Perhaps the most exciting aspect of the Indian Pacific is its itinerary of excursions and stops. For a trip that crosses the Nullarbor Plain—“Nullarbor,” from the Latin for “no trees,” is the world’s single largest exposure of arid, deserted limestone bedrock—there are surprisingly few periods when you’ll find yourself killing time on the train (even when it shoots across the longest stretch of straight rail track in the world, nearly 300 miles long). The stops are representative of the landscape the train traverses, and, frankly, are places that travelers might not be drawn to otherwise: There’s a morning visit to Broken Hill, an isolated mining community at the edge of New South Wales; an afternoon in South Australia’s exquisite Barossa Valley wine region, complete with tastings at the prestigious St. Hugo and Yalumba wineries; a quick stopover in the outback town of Cook, which has a population of four; and an evening in the abandoned desert station of Rawlinna, where the train pulls over to serve family-style barbecue under the stars. Between those excursions, guests take their time in the communal spaces where many will alternate playing cards and enjoying a glass of wine as the landscape unfolds. Keep your eyes focused out the windows at dusk especially—not just for some of the best sunsets you will ever see, but to spot some fauna as well. Every now and then a duo of feathery emus will scuttle away from the train tracks, or a kangaroo will bounce off into the twilight. Even when you traverse the outback by train, it’s hard to imagine just how vast it is, and even harder not to fall in love with its wild charms.

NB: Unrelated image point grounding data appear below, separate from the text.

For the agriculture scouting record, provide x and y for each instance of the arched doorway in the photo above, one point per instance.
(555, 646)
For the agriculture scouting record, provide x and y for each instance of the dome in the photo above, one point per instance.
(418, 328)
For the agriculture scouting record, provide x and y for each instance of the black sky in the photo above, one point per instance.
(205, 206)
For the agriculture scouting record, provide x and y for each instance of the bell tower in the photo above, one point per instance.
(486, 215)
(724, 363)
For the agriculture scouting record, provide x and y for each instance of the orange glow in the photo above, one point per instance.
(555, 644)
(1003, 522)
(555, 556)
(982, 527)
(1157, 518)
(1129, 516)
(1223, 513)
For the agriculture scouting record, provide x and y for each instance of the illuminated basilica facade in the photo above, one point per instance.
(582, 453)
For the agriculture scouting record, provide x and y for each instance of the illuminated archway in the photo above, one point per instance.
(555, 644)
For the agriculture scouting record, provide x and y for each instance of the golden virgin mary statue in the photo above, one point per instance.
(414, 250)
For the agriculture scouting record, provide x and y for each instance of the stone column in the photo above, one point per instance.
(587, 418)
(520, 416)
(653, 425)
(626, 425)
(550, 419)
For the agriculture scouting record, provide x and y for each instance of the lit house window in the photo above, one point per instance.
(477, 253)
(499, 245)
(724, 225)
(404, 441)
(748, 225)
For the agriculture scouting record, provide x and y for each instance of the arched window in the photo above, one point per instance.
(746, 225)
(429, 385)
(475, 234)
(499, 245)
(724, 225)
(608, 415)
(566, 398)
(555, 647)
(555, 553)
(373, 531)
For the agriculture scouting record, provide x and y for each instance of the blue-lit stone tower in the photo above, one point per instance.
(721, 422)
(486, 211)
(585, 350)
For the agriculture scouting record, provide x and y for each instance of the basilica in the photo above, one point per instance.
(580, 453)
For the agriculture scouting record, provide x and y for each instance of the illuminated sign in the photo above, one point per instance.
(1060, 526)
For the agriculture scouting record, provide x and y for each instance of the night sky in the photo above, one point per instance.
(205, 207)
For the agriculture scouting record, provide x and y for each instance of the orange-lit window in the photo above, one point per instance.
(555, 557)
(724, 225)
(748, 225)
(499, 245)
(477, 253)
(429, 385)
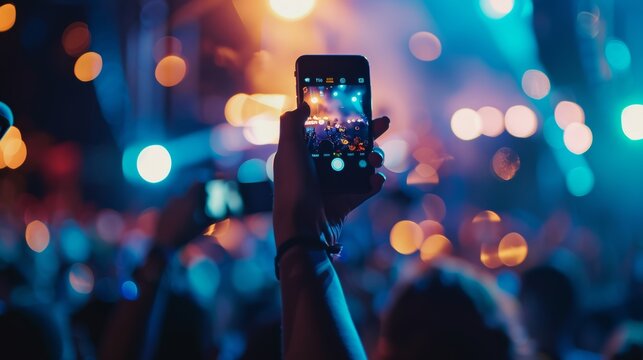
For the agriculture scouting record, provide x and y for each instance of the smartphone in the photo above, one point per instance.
(338, 131)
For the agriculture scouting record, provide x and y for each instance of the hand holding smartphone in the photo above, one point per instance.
(339, 129)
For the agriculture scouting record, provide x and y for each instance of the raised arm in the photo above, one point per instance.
(316, 321)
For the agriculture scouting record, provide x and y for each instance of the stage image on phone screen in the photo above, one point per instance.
(337, 124)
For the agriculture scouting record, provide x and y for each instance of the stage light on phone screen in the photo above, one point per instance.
(337, 164)
(154, 163)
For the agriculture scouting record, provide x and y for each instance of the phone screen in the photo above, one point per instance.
(338, 131)
(338, 124)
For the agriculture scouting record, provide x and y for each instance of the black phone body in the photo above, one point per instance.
(338, 131)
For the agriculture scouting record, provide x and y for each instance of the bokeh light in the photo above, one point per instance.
(486, 216)
(425, 46)
(493, 121)
(618, 55)
(88, 66)
(7, 17)
(466, 124)
(496, 9)
(578, 138)
(13, 150)
(632, 121)
(435, 246)
(81, 278)
(521, 121)
(292, 9)
(505, 163)
(580, 181)
(567, 112)
(76, 38)
(406, 237)
(535, 84)
(154, 163)
(171, 70)
(37, 236)
(512, 249)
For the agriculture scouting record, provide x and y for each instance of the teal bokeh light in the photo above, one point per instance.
(580, 181)
(618, 55)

When guests wake up on the fourth and final day, they’ll find they are no longer in the dusty expanse that makes up the center of the continent, but in the fertile Avon Valley, where wallabies poke their heads up from wildflower patches to watch the train chug along. It’s a fitting finale to an epic transcontinental train journey, and by the time the Indian Pacific pulls into Perth that afternoon, the outback feels as fleeting as those wisps of smoke over the train’s engine—so extraordinary, you’ll wonder if it was all a dream.